Com foco na atuação da magistratura e na necessidade de que juízes e juízas tenham uma leitura sistêmica dos desafios penais da atualidade, foi iniciada, nesta sexta-feira (13/8), a especialização “Jurisdição Penal Contemporânea e Sistema Prisional”, uma parceria entre o Conselho Nacional de Justiça (CNJ) e a Escola Nacional de Formação e Aperfeiçoamento de Magistrados (Enfam). A aula inaugural foi proferida pelo ministro do Superior Tribunal de Justiça (STJ) e coordenador científico do curso Rogério Schietti.
Para o ministro, o reconhecimento do estado de coisas inconstitucional nas prisões brasileiras pelo Supremo Tribunal Federal deve ir além da retórica, produzindo efeitos concretos no sistema de Justiça. “O juiz não pode deixar de levar em conta a gravidade do sistema prisional brasileiro, que está em persistente e duradoura crise e que é o grande opróbrio do sistema de justiça criminal. Ao cabo do déficit humano e material, cabe ao juiz, com responsabilidade, atuar para minimizar o efeito das agruras do cárcere.”
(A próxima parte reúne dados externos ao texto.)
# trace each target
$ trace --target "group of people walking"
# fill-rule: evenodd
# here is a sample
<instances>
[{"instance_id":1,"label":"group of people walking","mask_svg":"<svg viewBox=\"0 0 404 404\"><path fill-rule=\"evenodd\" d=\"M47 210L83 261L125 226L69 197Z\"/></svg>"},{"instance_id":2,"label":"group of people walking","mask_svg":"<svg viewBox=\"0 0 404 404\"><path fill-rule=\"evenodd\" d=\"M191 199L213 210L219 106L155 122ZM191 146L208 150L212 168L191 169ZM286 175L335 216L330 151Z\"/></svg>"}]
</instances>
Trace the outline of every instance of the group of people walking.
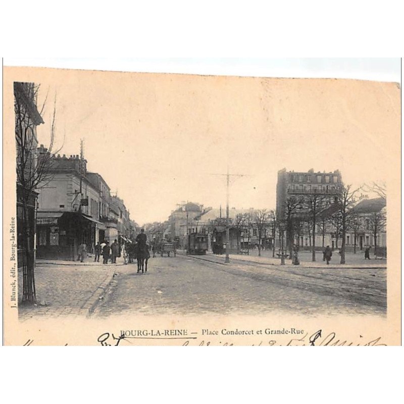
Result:
<instances>
[{"instance_id":1,"label":"group of people walking","mask_svg":"<svg viewBox=\"0 0 404 404\"><path fill-rule=\"evenodd\" d=\"M94 247L94 262L99 262L100 257L102 257L103 264L108 264L109 261L111 264L116 264L117 258L121 257L123 258L124 264L126 264L128 261L132 262L137 250L144 249L148 252L147 238L143 229L137 235L136 243L129 244L129 246L133 248L128 248L127 250L125 243L123 242L120 245L117 240L115 240L111 244L108 240L101 243L97 241ZM132 259L129 259L129 256L131 256ZM84 262L86 258L87 246L85 243L82 243L79 246L77 260Z\"/></svg>"},{"instance_id":2,"label":"group of people walking","mask_svg":"<svg viewBox=\"0 0 404 404\"><path fill-rule=\"evenodd\" d=\"M103 264L108 264L108 261L111 260L111 264L117 263L117 257L119 255L119 244L115 240L110 245L108 241L103 241L100 244L98 241L95 244L94 249L94 262L99 262L100 256L103 256ZM121 246L121 256L125 257L125 244Z\"/></svg>"}]
</instances>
Segundo Schietti, a magistratura contemporânea deve buscar o respeito à Constituição, à democracia e às instituições com uma leitura holística, plural e intersetorial das leis e da realidade. Citando a importância da conduta judicial e da garantia de legitimidade do direito penal, afirmou que magistrados e magistradas devem ser se manter fiéis a obrigações morais e à supremacia das normas constitucionais, independentemente dos efeitos na opinião pública, além de se atentarem à separação de papeis de cada agente processual. “Infelizmente, no Brasil, ainda se confundem os papeis que devem ser separados – o de investigar, o de acusar, o de produzir prova e o de julgar. Eles não devem se sobrepor, em nome de um processo moderno.”
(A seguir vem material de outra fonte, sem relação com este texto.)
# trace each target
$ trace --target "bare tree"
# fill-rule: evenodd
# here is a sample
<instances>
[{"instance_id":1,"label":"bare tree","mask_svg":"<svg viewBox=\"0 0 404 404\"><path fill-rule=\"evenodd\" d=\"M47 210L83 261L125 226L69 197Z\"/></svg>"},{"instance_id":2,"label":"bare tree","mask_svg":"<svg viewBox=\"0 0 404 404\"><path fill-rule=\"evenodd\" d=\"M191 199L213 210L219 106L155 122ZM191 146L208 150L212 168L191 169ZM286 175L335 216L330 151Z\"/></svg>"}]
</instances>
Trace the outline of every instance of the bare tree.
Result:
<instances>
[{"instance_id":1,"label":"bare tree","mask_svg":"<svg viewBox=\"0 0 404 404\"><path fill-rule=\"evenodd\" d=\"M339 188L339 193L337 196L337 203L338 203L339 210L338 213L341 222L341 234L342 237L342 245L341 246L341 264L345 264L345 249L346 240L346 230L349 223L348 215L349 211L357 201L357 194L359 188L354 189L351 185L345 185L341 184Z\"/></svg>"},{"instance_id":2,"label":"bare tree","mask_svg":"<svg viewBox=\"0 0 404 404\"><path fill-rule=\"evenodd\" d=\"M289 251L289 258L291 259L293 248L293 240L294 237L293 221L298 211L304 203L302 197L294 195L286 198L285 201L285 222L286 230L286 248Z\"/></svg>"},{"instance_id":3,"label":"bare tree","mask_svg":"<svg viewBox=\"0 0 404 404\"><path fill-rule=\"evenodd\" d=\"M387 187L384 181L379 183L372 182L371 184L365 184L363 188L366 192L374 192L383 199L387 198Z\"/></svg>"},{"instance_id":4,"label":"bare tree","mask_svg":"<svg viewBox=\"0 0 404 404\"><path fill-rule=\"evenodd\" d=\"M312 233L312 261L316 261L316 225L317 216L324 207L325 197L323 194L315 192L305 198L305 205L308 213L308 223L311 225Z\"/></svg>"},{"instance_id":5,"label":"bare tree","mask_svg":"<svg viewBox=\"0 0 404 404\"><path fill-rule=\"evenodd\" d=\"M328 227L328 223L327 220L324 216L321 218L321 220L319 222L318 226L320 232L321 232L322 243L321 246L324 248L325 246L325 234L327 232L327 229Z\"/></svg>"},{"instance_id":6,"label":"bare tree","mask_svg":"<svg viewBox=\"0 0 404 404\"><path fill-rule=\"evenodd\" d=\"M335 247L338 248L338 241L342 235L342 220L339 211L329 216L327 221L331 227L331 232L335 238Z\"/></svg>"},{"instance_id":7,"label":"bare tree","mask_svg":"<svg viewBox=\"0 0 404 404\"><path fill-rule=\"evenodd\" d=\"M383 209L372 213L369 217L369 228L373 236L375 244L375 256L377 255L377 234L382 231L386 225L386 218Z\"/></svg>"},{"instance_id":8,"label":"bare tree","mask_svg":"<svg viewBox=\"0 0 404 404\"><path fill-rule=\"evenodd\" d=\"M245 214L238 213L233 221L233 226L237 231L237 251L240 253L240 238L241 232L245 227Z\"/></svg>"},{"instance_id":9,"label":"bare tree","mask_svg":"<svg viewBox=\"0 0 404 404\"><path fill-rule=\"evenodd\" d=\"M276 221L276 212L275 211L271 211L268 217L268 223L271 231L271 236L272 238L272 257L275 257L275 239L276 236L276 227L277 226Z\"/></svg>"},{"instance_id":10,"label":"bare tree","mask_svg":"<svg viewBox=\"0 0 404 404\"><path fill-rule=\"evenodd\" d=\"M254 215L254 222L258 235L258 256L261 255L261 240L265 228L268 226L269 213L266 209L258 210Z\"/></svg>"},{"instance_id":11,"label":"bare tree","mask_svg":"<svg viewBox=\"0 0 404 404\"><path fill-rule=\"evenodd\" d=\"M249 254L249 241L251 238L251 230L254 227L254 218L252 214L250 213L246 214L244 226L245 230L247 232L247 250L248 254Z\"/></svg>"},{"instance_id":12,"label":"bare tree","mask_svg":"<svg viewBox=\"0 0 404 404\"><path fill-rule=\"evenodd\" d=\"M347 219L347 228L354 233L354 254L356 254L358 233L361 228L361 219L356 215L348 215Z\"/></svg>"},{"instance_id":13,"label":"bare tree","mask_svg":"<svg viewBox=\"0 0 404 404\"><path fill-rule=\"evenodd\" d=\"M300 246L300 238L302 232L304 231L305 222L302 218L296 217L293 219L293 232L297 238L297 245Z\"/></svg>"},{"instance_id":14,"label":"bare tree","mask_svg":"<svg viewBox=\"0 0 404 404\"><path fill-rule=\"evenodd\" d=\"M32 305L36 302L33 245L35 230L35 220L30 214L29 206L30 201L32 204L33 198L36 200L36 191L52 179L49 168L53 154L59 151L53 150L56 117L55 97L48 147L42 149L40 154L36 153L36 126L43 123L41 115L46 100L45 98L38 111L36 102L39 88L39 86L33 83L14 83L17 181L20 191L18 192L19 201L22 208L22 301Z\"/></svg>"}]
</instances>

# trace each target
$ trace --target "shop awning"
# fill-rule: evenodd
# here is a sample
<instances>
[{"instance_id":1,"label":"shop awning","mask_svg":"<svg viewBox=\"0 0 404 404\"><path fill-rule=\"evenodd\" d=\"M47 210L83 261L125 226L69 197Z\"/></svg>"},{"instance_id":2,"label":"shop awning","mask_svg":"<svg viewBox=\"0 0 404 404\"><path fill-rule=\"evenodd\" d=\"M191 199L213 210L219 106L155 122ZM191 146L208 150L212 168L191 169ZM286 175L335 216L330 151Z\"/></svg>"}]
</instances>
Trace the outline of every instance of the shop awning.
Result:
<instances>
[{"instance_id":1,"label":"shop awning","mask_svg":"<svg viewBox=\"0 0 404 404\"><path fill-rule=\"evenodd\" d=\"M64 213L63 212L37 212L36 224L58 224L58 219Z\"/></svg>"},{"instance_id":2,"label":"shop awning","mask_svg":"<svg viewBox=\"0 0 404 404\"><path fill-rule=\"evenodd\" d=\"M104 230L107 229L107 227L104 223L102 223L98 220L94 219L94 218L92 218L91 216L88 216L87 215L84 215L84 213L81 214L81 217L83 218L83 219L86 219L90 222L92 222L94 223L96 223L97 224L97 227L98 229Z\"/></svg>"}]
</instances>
O ministro do STJ ainda defendeu a presunção de inocência como princípio vetor que abriga diversas outras garantias, e a importância de que o magistrado não apenas conheça, mas que se familiarize com a diversidade da sociedade, compreendendo as razões de fundo que motivam contextos e atitudes. “A relação do juiz com o réu é com alguém de carne e osso, e não um personagem. O réu deve ser tratado como sujeito processual com voz ativa, um sujeito de direito e não objeto de atuação de inquisição, que não mais existe.”
Ao defender a empatia judicial – que não implica em concordar, mas em conhecer a realidade do outro – o ministro destacou a importância de que a magistratura se mantenha alerta no desempenho de sua função. “Ser juiz é lidar com uma dualidade de sentimentos. Lidar com o cidadão, com o homem que talvez expresse sentimentos e paixões, e em outro lado o juiz investido de uma toga, de poderes e expectativas que lhe impõem um comportamento compatível com o que se espera dessa figura. Essa dualidade muitas vezes nos traz alguma dificuldade de nos desprendermos desses subjetivismos, preconceitos, ideologias, e nos torna muitas vezes incapazes de compreender as motivações.”
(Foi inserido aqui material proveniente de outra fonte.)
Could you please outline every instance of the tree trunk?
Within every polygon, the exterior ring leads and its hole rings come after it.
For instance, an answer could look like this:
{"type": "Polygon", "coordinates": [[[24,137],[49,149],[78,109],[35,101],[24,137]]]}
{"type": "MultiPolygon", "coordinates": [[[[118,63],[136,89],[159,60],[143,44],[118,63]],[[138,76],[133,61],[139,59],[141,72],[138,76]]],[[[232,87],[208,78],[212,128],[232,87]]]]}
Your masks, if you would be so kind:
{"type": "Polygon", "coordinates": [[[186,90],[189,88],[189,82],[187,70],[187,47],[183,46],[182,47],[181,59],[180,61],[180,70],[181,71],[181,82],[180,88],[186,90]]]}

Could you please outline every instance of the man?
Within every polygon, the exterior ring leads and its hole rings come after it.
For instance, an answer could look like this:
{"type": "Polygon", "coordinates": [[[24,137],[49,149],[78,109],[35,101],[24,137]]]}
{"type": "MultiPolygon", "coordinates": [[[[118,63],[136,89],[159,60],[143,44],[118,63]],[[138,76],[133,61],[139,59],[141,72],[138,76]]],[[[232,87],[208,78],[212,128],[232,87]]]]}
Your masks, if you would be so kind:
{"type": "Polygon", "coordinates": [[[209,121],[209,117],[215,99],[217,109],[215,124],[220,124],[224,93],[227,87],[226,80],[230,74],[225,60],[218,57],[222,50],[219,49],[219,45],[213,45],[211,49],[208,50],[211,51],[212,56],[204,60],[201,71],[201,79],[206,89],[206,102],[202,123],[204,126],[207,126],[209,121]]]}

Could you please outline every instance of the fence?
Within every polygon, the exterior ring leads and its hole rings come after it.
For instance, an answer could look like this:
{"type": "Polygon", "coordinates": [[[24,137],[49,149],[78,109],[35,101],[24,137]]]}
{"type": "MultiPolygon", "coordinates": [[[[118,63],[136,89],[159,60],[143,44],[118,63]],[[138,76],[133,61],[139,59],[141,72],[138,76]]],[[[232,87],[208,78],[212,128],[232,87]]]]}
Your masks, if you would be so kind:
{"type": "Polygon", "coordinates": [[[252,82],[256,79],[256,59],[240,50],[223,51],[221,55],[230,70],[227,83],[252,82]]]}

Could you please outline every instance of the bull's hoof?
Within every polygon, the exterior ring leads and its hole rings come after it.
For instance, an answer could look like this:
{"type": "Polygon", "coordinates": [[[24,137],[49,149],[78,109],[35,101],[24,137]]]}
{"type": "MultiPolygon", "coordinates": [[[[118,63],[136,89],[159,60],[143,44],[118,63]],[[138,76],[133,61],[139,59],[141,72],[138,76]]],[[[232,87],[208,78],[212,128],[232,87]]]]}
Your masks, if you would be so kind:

Também participaram da aula inaugural o coordenador-geral do programa de pós-graduação da Enfam, o ministro do STJ Herman Benjamin; a vice coordenadora acadêmica do Programa de Pós-Graduação em Direito da Enfam, desembargadora federal Taís Schilling (TRF4); o juiz coordenador do Departamento de Monitoramento e Fiscalização do Sistema Carcerário e do Sistema de Execução de Medidas Socioeducativas do CNJ, Luís Lanfredi; a juíza auxiliar da presidência do STJ Sandra Silvestre, em nome do presidente da corte, Humberto Martins; e dezenas de convidados representando tribunais estaduais e federais, além dos alunos do curso.
Qualificação
A especialização inédita voltada a magistradas e magistrados é parte de produtos de conhecimento lançados pelo CNJ em 2020, com uma leitura atualizada sobre os desafios na porta de entrada do sistema prisional. Tanto o curso quanto os produtos integram as atividades do programa Fazendo Justiça, parceria iniciada em 2019 entre o CNJ e o Programa das Nações Unidas para o Desenvolvimento (Pnud) para avanços no campo penal. Na área das audiências de custódia, o programa tem o apoio do Escritório das Nações Unidas sobre Drogas e Crime (UNODC).
No dia 3 de setembro, haverá a conferência magna do curso, com a participação do jurista argentino Eugenio Raúl Zaffaroni e do professor Sérgio Salomão Shecaira, da Universidade de São Paulo, com o tema “Normas e Experiências Internacionais na Redução do Encarceramento”. A aula magna também será transmitido ao vivo no canal do CNJ no YouTube.
O curso será realizado entre agosto de 2021 e maio de 2022 e envolve 40 magistrados e magistradas de todo o país e que tem atuação na área penal, além de estudantes convidados. Entre os temas abordados, estão uma abordagem crítica sobre a efetividade do sistema penal no Brasil e no mundo, as audiências de custódia, as alternativas ao encarceramento e o controle da superlotação carcerária pelo Judiciário.
Além de trabalhar o conteúdo da coleção Fortalecimento da Audiência de Custódia, que contém seis manuais com novos parâmetros de atuação da magistratura no campo, o curso fomentará participação ativa de juízes e juízas na gestão de vagas penais com foco no controle da superlotação e em torno da governança interinstitucional. Por isso, serão abordados temas como gestão pública, orçamento e custos da política penal.